The described oligonucleotide of step (1) is:
PG4-1:
5’-ATTCAGGGATCCATGCGCGGTGGCCGTCTGTGCTATTGTCGCGGTTGGATCTGCTTCTGTGTGGGTCGTTAAAAGCTTAATTCG-3’;
PG4-2:
5’-CGAATTAAGCTTTTAACGACCCACACAGAAGCAGATCCAACCGCGACAATAGCACAGACGGCCACCGCGCATGGATCCCTGAAT-3’。
Step (1) specifically is that goal gene dna fragmentation and expression vector are carried out BamH I and HindIII double digestion, enzyme is cut product behind agarose gel electrophoresis, cut glue and reclaim purifying purpose fragment, connect through the T4 dna ligase, make up recombinant antibacterial peptide PG4 prokaryotic expression carrier, used prokaryotic expression carrier is pGEX-2TK-CMS.
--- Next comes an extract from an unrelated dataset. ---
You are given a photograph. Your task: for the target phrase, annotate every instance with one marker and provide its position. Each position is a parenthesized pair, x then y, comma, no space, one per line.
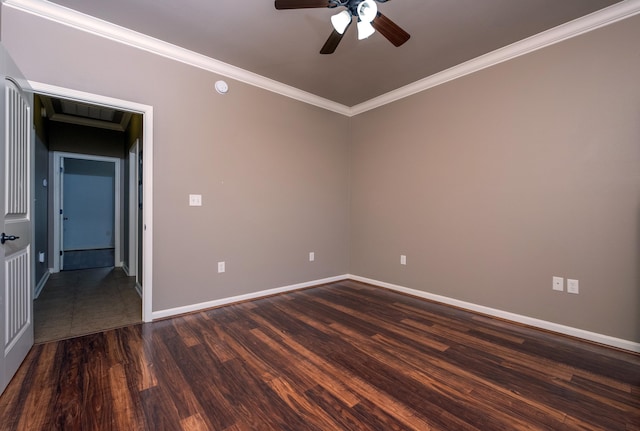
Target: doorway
(87,202)
(144,268)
Step (2) specifically be antibacterial peptide PG4 prokaryotic expression carrier that step (1) is made up through BamH I and HindIII double digestion, it is correct through the agarose gel electrophoresis checking that enzyme is cut product, is transformed into e. coli host cell, the construction expression engineering bacteria.
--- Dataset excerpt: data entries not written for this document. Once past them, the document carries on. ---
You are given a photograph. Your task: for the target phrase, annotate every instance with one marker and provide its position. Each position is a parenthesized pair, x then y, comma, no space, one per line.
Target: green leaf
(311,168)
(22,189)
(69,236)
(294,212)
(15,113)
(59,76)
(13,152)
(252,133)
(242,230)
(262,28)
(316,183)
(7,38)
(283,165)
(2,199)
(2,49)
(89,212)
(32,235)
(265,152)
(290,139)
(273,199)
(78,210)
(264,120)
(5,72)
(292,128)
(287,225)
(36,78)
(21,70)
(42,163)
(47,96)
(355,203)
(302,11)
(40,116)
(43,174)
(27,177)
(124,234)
Step (3) specifically is to express engineering bacteria 1.5~4h (Best Times 2.5h) to OD with TB substratum, 25~37 ℃ of (37 ℃ of optimum tempss) fermentation culture
600Reach 0.4~1.0; Adding the IPTG inductor is 0.01~1mM (optimum concn is 0.1mM) to final concentration, inducing culture 2~5h.
Step (4) comprises that collecting step (3) induces the back engineering bacteria, and is centrifugal after ultrasonication, gets supernatant liquor; The separating medium of affinity chromatography is GSH-Sepharose Resin, and with the PBS damping fluid balance chromatography column of the pH7.4 of 10 times of column volumes, last sample, Wash buffer washes resin, and Elution buffer wash-out is collected elutriant, recombination pig origin antibiotic peptide PG 4.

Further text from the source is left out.